U.S. courts have traditionally been reluctant to become involved in internal disputes within a religious organization. These concerns are based on First Amendment prohibitions against interfering with a church’s or other organizations’ operations. Last month, the North Carolina Supreme Court contemplated how to avoid such entanglements in a church dispute that appeared to involve both spiritual and business matters.
In Nation Ford Baptist Church Inc. v. Davis, a terminated pastor claimed that the church did not follow its own bylaws in terms of the steps taken to remove him. The church filed suit against him, seeking an injunction to prevent the pastor from entering the church or interfering with its operations. The pastor countersued, seeking relief based on the alleged improper removal. The church sought dismissal of the counterclaims based on the fact that they involve ecclesiastical matters.

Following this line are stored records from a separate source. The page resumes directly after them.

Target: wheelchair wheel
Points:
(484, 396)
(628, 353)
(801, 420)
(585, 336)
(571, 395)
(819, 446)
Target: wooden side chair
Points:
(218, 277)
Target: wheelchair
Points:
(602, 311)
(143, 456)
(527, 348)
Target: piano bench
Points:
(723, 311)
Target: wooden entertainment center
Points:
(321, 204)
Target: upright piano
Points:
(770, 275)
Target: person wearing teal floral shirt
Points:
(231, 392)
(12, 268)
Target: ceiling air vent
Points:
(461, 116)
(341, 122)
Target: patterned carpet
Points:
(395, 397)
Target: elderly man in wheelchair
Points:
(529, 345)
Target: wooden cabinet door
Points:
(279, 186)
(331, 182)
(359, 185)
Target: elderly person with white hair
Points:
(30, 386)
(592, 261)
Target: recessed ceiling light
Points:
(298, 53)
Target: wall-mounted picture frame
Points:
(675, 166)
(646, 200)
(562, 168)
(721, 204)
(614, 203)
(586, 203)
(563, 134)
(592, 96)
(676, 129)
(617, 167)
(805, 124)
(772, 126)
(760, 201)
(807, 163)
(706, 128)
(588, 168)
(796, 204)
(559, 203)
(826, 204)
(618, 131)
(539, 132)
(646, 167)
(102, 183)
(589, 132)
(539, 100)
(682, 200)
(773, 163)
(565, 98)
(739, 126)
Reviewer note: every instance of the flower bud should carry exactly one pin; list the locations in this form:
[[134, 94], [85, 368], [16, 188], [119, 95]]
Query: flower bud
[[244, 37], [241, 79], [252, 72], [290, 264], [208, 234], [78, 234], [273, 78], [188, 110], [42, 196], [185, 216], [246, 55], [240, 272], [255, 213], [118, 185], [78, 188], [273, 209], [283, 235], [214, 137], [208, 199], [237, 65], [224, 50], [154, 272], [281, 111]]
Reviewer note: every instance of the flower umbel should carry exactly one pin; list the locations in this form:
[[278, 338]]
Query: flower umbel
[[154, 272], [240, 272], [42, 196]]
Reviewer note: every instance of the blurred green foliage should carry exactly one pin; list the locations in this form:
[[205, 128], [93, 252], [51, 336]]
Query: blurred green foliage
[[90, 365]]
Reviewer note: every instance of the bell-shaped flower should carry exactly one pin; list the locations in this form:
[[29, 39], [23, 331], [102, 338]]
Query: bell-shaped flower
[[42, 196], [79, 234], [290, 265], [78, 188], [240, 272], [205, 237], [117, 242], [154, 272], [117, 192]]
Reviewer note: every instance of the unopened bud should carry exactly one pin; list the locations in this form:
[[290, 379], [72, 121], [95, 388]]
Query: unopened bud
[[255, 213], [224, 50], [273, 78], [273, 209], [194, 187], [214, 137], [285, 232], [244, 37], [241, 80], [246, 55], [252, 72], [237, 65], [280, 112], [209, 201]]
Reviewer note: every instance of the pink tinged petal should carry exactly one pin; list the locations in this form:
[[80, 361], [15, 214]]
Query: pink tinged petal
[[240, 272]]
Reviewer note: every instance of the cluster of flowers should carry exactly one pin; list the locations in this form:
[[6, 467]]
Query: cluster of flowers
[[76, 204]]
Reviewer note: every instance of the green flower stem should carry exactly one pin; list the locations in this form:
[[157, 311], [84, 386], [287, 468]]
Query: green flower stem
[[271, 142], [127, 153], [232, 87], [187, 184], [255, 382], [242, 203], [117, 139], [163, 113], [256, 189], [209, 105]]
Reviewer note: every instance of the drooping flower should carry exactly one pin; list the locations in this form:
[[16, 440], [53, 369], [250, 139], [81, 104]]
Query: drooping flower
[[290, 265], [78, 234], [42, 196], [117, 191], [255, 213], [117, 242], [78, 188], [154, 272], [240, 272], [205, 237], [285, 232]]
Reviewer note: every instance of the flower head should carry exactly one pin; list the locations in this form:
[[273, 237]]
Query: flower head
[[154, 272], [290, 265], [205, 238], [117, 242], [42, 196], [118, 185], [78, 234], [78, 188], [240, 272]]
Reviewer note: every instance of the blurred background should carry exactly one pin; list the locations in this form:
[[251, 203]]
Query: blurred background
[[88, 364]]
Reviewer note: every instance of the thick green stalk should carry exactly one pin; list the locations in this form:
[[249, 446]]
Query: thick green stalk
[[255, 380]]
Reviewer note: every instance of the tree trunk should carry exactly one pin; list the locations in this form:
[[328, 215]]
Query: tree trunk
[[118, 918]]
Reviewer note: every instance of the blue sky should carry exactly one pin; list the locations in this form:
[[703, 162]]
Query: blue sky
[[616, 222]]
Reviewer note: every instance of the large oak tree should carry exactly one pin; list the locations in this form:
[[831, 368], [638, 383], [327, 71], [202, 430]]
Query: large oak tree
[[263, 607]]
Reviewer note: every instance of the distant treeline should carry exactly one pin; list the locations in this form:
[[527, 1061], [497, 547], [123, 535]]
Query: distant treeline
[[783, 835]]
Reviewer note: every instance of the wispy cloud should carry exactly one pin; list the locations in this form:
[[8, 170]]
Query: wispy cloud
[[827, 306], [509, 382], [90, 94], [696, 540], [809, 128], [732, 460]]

The North Carolina Supreme Court “split the baby,” to use a biblical reference, drawing lines between spiritual and business claims. The pastor’s allegations regarding violation of the church’s bylaws were not religious in nature, and can be adjudicated without entangling the court in religious decisions. However, the court said that it did not have authority to decide the pastor’s tort claims about the basis for the termination, because these questions involve church doctrine.
The court remanded the surviving claims for additional proceedings. While not closing the door to employment claims by church employees, this decision limits the grounds on which such claims can be heard to those that clearly involve contractual or related allegations.